We feel safe, we American Jews. We trust the police, have faith in our government, feel secure enough (most of the time) to look past the occasional anti-Semitic remark by a member of Congress. We buy homes with twenty- or thirty-year mortgages because we expect to be living in them decades in the future. And we haven’t fled to Israel for the same reason. I know all the above because I feel that way myself! And then suddenly there are organized anti-Semites marching through the streets of downtown Charlottesville. A comedian we all thought of as super-hip and wholly benign tells an overtly anti-Semitic joke on television and only we seem to notice. The Capitol is overrun by insurrectionists, some of whom are openly displaying anti-Semitic slogans and symbols…and no one seems quite sure what to do about it. Are racist slogans on t-shirts protected by the First Amendment? Suddenly, the answer to that question seems to determine whom you ask for an answer.
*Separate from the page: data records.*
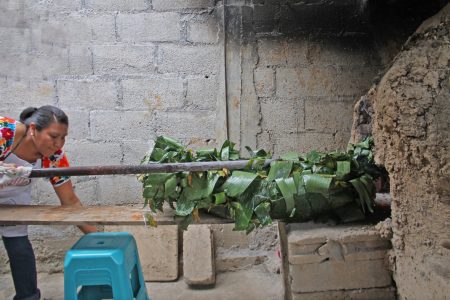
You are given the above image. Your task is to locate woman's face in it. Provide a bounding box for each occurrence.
[30,123,68,157]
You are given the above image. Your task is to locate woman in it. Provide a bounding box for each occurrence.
[0,105,96,299]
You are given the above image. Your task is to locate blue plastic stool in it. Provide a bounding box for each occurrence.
[64,232,150,300]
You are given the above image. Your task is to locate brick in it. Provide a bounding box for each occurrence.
[105,225,178,281]
[117,12,181,43]
[261,98,304,133]
[85,0,149,11]
[289,259,392,293]
[0,27,31,53]
[122,77,184,111]
[187,16,220,44]
[154,110,215,139]
[183,225,216,286]
[64,109,91,141]
[64,141,122,166]
[68,44,94,75]
[152,0,214,11]
[90,110,157,141]
[158,45,222,74]
[41,13,116,46]
[186,75,223,110]
[258,39,287,67]
[93,44,155,74]
[122,137,155,165]
[253,68,275,97]
[57,79,118,109]
[292,287,396,300]
[98,175,144,205]
[305,100,353,132]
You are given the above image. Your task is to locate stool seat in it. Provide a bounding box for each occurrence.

The Megillah could not be clearer in its message that it is neither cogent nor effective solely to respond to anti-Semitism by reacting to it ex post facto. The Bible’s solution—that we go on the attack and annihilate our would-be annihilators before they have a chance to do the same to us—is obviously not something any normal citizen, Jewish or not, would countenance. But the lessons the Megillah teaches in this regards remains pertinent and timely. No one needs permission to stand up for his or her rights. The pathetic image of Persian Jewry finding the strength to oppose its own annihilation only when the government formally permits them to do so is meant to be both embarrassing and chastening. Helping bigots to divest themselves of their bigotry before anyone gets hurt is an excellent plan. But the Megillah teaches that that can only be undertaken successfully by people possessed of confidence, self-reliance, and unwavering certainty in their own right to exist and to flourish.